Do You Really Understand Who Your Customer Is?Whenever I start a new client engagement, my initial questions always begin with the customer. Many clients will immediately refer me to their website, where the logos of the companies they work with are proudly presented for all to see. Although displays like this go a long way to establish credibility in the marketplace, they don’t answer the questions I’m asking. Because the reality is: customers aren’t companies. They aren’t even job titles. No, your customers are: Steve in Purchasing: the uptight guy who’s obsessed with looking for the cheapest rates, but loves ranting about the Vikings – and will always listen to your price vs. value conversation once he loosens up after ten minutes of football talk. Monica in Project Management: the uber-Type A single mother of two teenagers who fast tracks your proposals because they are airtight and awash in detail. Evan in Sales: the twenty-something who’s so completely swamped that he initially canceled every other meeting, but once you gave him a free pointer on how to deal with unruly customers, he’s been one of your best clients. The point is — your customers are real people. Whether they work for huge enterprises or small retail shops, the person who is going to decide to buy your product or service is an emotional being with problems to solve. And the only way you’re ever going to get their business is by connecting with the human behind the job title and building trust.

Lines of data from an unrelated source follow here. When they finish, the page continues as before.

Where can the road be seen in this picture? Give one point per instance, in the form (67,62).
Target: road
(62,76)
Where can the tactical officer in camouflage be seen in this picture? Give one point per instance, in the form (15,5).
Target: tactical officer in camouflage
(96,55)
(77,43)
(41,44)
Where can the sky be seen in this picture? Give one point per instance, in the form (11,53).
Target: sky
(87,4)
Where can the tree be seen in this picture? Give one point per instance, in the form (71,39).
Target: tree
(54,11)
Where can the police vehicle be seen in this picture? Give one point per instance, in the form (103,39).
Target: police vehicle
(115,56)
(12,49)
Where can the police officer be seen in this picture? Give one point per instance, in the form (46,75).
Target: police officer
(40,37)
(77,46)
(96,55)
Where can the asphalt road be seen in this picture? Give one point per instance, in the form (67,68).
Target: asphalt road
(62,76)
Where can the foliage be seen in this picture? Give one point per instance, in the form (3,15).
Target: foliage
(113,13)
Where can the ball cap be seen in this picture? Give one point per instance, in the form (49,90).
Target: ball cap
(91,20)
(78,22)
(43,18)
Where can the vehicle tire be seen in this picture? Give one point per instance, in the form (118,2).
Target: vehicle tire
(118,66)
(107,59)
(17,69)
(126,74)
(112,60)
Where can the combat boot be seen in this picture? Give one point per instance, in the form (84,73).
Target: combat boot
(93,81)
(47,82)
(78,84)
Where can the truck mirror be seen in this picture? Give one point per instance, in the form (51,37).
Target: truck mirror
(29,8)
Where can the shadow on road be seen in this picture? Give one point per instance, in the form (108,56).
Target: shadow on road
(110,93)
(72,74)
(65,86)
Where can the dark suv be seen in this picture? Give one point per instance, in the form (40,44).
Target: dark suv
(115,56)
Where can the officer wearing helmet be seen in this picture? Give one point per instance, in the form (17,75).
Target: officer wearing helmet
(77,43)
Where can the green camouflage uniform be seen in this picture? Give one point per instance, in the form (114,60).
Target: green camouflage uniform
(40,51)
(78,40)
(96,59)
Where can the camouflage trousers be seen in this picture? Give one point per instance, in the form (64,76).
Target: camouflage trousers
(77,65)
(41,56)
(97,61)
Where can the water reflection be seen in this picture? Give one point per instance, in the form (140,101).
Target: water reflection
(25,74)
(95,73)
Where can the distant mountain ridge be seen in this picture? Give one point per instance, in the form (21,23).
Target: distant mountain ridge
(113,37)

Now, that’s great advice for the account executive working on the front line, but how can marketing support this reality? Here are three tips to make your marketing the most effective in achieving your sales goals:
- Be crystal clear on your customer’s pain points. I’ve seen several start-ups fail because they created a solution for a problem that didn’t really exist… but I’m guessing that’s not your issue. Instead, think about how working with you can bring both tangible solutions (e.g. I can reduce Steve’s printing costs by 10% this year AND give him next-day service) and underlying benefits (Monica will quickly elevate to “rock star status” in the eyes of her boss).
- Be crystal clear on your value proposition. You need to succinctly articulate the magic you bring to solve your customers’ problems. If your value proposition is too vague or too technical, you’re starting off on the wrong foot. For example, at Customers 1st Marketing, we help you delight your customers and find new ones. You don’t need to get into the “how” in your value proposition – just communicate what you can do for them.
- Create flexible marketing materials. One of the worst practices I’ve seen is creating an iron-clad proposal deck that takes 30 minutes to run through, and your sales reps are expected to use it everywhere. Don’t get me wrong – you need to explain your value proposition in your marketing materials, but a great pitch deck should be tailored to start a conversation, not end the meeting. The key is demonstrating how the things you do can solve the specific problems your prospect is facing, which are impossible to learn about unless you stop talking … and start listening.